Avant d'exploser quelques années plus tard avec notamment Les Valseuses , Patrick Dewaere avait déjà joué dans de nombreux films avec des petits rôles dans Paris Brule t-il ?, Themroc, Les Mariés de l'An Deux et ce curieux Au Long de Rivière Fango à l'esprit ouvertement libertaire et baba cool. Un film un peu oublié qui porte en lui toute la fraîcheur idéologique un peu naïve d'une France post soixante-huitarde découvrant la libération des mœurs et les grand mouvements beatniks des communautés faisant pousser des chèvres dans le Larzac.
Le film réalisé par Sotha (Co fondatrice du Café de la Gare) raconte donc l'histoire d'une petite communauté qui vit hors du temps et du monde moderne sans contraintes de travail, d'argent, ni d'obligations particulières.

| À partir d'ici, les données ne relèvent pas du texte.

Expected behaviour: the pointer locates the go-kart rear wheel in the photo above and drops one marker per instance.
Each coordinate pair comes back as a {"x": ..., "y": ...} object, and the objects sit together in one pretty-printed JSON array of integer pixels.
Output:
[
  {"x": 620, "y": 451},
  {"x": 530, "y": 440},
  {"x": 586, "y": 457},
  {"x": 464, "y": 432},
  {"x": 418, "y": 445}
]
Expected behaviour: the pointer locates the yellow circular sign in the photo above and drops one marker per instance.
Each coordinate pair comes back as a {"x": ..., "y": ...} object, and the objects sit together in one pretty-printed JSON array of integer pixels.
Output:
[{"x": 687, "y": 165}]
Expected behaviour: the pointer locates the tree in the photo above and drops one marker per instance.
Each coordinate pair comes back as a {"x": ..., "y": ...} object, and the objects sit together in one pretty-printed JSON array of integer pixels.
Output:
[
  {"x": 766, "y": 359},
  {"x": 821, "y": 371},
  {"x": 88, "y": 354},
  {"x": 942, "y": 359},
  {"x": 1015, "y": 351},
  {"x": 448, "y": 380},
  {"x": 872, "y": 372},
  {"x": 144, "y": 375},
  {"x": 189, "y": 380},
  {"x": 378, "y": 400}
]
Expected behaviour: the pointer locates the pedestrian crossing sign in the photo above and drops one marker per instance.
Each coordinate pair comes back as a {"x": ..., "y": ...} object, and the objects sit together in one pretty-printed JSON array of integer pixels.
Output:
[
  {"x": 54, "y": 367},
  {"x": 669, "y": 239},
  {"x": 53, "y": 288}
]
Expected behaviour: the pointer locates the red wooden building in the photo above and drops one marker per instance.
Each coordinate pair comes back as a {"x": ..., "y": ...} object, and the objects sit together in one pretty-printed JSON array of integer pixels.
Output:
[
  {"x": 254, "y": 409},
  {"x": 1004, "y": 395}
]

Une vie qui s'articule autour de petit artisanat, d'amour, d'agriculture, de chasse, pêche, nature et tradition. L'arrivée de deux jeunes cavaliers bien trop blonds va bouleverser un petit peu la communauté avec l'apparition d'idées plus ancré dans une vie traditionnelle et capitaliste.
Au Long de rivière Fango est un film original et limite expérimentale sur lequel souffle la même liberté et les mêmes idéaux contestataires que ceux de la petite communauté qu'elle met en images. Le film entièrement tourné en lumières naturelles et en prise de son direct semble avoir été fait loin de toutes les traditionnelles contraintes d'un tournage. Il en découle une forme de fraîcheur avec des comédiens et comédiennes qui semblent souvent improviser , une très belle lumière naturaliste mais aussi des prises de son chaotiques avec des bruitages externes et parasites qui viennent parfois couvrir les dialogues avec notamment le bruit de la fameuse rivière qui semble accompagner tout le film. Tourné en Corse avec une petite troupe de comédiens et amis sans se soucier du moindre plan de travail Au long de rivière Fango impose sa liberté hippie jusque dans sa construction et sa mise en scène. Le film de Sotha nous transporte dans une bulle d'oxygène qui ne sera jamais située ni dans le temps , ni dans l'espace à l'image des dialogues du film à la fois moderne et ancré dans une forme moyenâgeuse de vieux français inventé comme pour le titre du film qui oublie le La de Rivière Fango. Côté casting on retrouve sans surprise des comédiens passés par le Café de la gare comme Rufus, Romain Bouteille , Philippe Manesse (dans un tout petit rôle), Patrick Dewaere dans un rôle secondaire mais aussi Emmanuelle Riva, la délicieuse et juvénile Christine Dejoux ou la très belle Elisabeth Wiener dans le rôle de Robert. Miou-Miou alors enceinte de la fille de Patrick Dewaere participe à l'aventure en coulisse sans apparaitre dans le film, et pour l'anecdote sur de nombreuses pages internet concernant le film on parle de la présence de Catherine Ringer au casting (??)
Si le film reste une chronique légère et parfois plus amère des communauté hippies des années 70's il manque au film de Sotha un vrai arc narratif fort pour accrocher vraiment le spectateur. Au Long de Rivière Fango n'est pas désagréable à suivre mais c'est aussi un film dans lequel notre attention pourras souvent se dissiper et vagabonder faute de pouvoir s'impliquer plus en avant dans une histoire forte. Le film de Sotha est pourtant loin d'être idéologiquement sur un petit nuage de naïveté idyllique concernant cette communauté dans laquelle par exemple une femme qui pratique l'amour libre n'échappera pas aux jugements de valeurs . Mais surtout Sotha montrera dans un final plus sombre dans lequel la sympathique communauté commence à ressembler à une secte inquiétante que les beaux idéaux cachent aussi leur part d'ombre et de violence.
En tant que fan de Patrick Dewaere cela faisait longtemps que je voulais voir Au Long de Rivière Fango et le film me laisse sur une sensation mitigé, celle d'un ennui engourdissant et agréable comme lorsque couché dans l'herbe grasse et fraîche au bord d'une rivière on se laisse bercer par le bruit du torrent au point de s'endormir et se réveiller 105 minutes après en se disant qu'on a passé un bon moment mais que ce n'était pas des plus constructif ni enrichissant.